Interrogazione a risposta in Commissione:


   GIRELLI, FURFARO, CIANI, MALAVASI, STUMPO, FERRARI, FORATTINI e GHIO. — Al Ministro della salute, al Ministro degli affari esteri e della cooperazione internazionale. — Per sapere – premesso che:

   notizie di stampa informano che nella Repubblica democratica del Congo una malattia che l'Organizzazione mondiale della sanità definisce «non diagnosticata» ma simile all'influenza sta causando un numero imprecisato di vittime;

   secondo le autorità del Paese, i decessi sarebbero 71, ma si stima che in due settimane le autorità locali ritengono siano morte tra 67 e 143 persone. In particolare, sembra essere particolarmente colpita la zona rurale di Panzi, nella provincia di Kwango;

   un team di esperti epidemiologi inviati dall'Organizzazione mondiale della sanità sta lavorando per tentare di identificare il patogeno, che a quanto sembra colpisce, soprattutto, i più piccoli. Sono, infatti, colpiti soprattutto bambini sotto i cinque anni di età;

   i sintomi della malattia, causata da un virus o da un batterio o da altro patogeno – non essendo ancora conosciuta l'origine – sono simili all'influenza: febbre alta, mal di testa severo, tosse. Come hanno dichiarato martedì scorso in conferenza stampa Remy Saki, Vicegovernatore della provincia di Kwango, e Apollinaire Yumba, Ministro della salute locale, tra i sintomi ci sarebbe anche l'anemia.
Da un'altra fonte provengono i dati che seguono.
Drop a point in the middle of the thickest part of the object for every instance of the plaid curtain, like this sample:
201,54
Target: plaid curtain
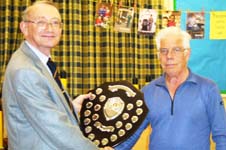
90,55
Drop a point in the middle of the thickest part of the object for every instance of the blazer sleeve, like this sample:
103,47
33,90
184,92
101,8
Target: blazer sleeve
42,108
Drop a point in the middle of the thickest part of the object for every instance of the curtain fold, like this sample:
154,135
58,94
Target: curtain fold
90,55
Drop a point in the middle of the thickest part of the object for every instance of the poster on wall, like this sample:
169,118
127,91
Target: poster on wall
103,15
171,18
195,24
124,19
218,25
147,21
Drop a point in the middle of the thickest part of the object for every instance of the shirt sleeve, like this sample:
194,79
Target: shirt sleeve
217,116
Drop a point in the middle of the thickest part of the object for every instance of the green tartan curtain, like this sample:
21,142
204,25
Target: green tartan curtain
90,55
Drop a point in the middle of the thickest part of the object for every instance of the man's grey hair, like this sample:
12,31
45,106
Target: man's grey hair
26,12
173,31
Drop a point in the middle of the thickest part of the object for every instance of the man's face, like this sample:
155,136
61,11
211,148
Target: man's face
174,56
43,27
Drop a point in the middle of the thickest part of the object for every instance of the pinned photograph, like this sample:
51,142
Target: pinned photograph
103,15
195,24
171,18
124,19
147,21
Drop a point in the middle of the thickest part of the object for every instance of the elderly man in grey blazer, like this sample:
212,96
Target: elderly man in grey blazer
36,112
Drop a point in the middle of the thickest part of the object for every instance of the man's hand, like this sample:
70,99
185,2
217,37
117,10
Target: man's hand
107,148
77,102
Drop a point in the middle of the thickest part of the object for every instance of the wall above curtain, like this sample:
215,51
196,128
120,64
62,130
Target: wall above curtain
90,55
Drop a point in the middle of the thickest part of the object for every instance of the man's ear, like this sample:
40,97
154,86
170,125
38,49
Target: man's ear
23,28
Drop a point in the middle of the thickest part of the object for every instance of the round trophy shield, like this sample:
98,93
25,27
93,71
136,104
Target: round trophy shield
113,114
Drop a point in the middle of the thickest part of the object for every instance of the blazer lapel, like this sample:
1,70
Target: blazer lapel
37,62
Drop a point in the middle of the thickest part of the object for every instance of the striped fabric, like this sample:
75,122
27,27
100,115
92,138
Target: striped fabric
90,55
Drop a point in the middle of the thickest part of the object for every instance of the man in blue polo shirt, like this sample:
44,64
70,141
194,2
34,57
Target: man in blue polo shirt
184,108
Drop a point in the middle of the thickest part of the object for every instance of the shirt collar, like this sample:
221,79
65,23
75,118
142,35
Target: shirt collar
40,55
191,78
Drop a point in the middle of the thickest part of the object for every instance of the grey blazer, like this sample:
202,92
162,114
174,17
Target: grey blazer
36,113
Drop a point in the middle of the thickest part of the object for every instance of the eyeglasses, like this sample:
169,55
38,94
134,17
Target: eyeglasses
56,24
174,50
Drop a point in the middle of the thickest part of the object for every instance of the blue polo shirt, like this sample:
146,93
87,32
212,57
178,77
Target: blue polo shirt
186,121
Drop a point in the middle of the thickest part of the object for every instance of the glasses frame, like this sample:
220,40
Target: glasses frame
43,24
174,50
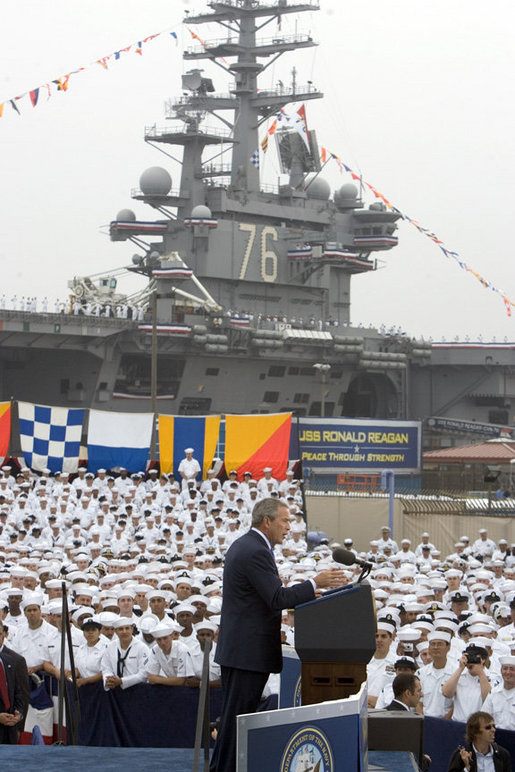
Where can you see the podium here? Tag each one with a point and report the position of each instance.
(335, 640)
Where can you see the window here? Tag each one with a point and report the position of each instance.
(316, 409)
(276, 371)
(195, 406)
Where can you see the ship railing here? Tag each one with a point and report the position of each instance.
(154, 131)
(415, 502)
(216, 169)
(170, 103)
(262, 42)
(172, 193)
(308, 88)
(314, 4)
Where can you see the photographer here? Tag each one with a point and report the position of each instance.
(469, 685)
(480, 751)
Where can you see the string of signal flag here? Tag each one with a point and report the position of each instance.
(299, 123)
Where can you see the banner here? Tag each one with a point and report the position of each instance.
(253, 442)
(332, 445)
(119, 439)
(176, 433)
(50, 436)
(5, 428)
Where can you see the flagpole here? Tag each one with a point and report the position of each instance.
(153, 375)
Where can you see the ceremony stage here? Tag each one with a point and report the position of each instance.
(53, 758)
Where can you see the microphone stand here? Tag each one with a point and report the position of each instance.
(365, 570)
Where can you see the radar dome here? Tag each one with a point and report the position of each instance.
(347, 191)
(155, 182)
(201, 212)
(125, 215)
(346, 196)
(317, 187)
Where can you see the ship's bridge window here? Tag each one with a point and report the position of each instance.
(195, 406)
(316, 409)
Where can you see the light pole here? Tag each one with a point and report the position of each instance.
(323, 369)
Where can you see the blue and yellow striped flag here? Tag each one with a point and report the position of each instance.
(179, 432)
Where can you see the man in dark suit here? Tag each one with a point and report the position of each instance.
(11, 696)
(249, 643)
(407, 692)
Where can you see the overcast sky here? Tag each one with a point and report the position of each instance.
(418, 98)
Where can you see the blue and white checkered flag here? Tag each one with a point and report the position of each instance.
(50, 436)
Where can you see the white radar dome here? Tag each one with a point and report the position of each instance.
(201, 212)
(155, 181)
(346, 195)
(125, 215)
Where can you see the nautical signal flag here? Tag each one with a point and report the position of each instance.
(119, 439)
(5, 428)
(50, 436)
(176, 433)
(253, 442)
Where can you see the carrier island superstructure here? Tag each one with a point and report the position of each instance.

Gli specialisti hanno già escluso l'ipotesi Covid, ma sono giunti alla conclusione che si tratti di una malattia che colpisce l'apparato respiratorio;

   si tratta di una situazione che richiede, a parere degli interroganti, molta attenzione da parte del Governo, e fa ritenere assolutamente indispensabile ed urgente l'emanazione del nuovo Piano pandemico 2024-2028, che, annunciato ad inizio 2024 è ancora inspiegabilmente fermo –:

   quali iniziative di competenza i Ministri interrogati intendano adottare al fine di collaborare con l'Organizzazione mondiale della sanità in modo da sostenerne l'azione nella Repubblica democratica del Congo, tenendo conto che la zona colpita con maggior virulenza è confinante con l'Angola e vi è, quindi, un potenziale rischio di trasmissione transfrontaliera;

   se il Ministro della salute non ritenga di dover adottare misure di tutela sanitaria alla frontiera da coloro che provengono dalle zone colpite da questa influenza al fine di tutelare la salute pubblica nel nostro territorio;

   se il Ministro della salute non ritenga, inoltre, di adottare, per quanto di competenza, misure di tutela sanitaria anche nel territorio del nostro Paese per evitare eventuali diffusioni della malattia.
(5-03222)

Apposizione di una firma ad una mozione.

  La mozione Scutellà e altri n. 1-00372, pubblicata nell'Allegato B ai resoconti della seduta del 4 dicembre 2024, deve intendersi sottoscritta anche dal deputato Cappelletti.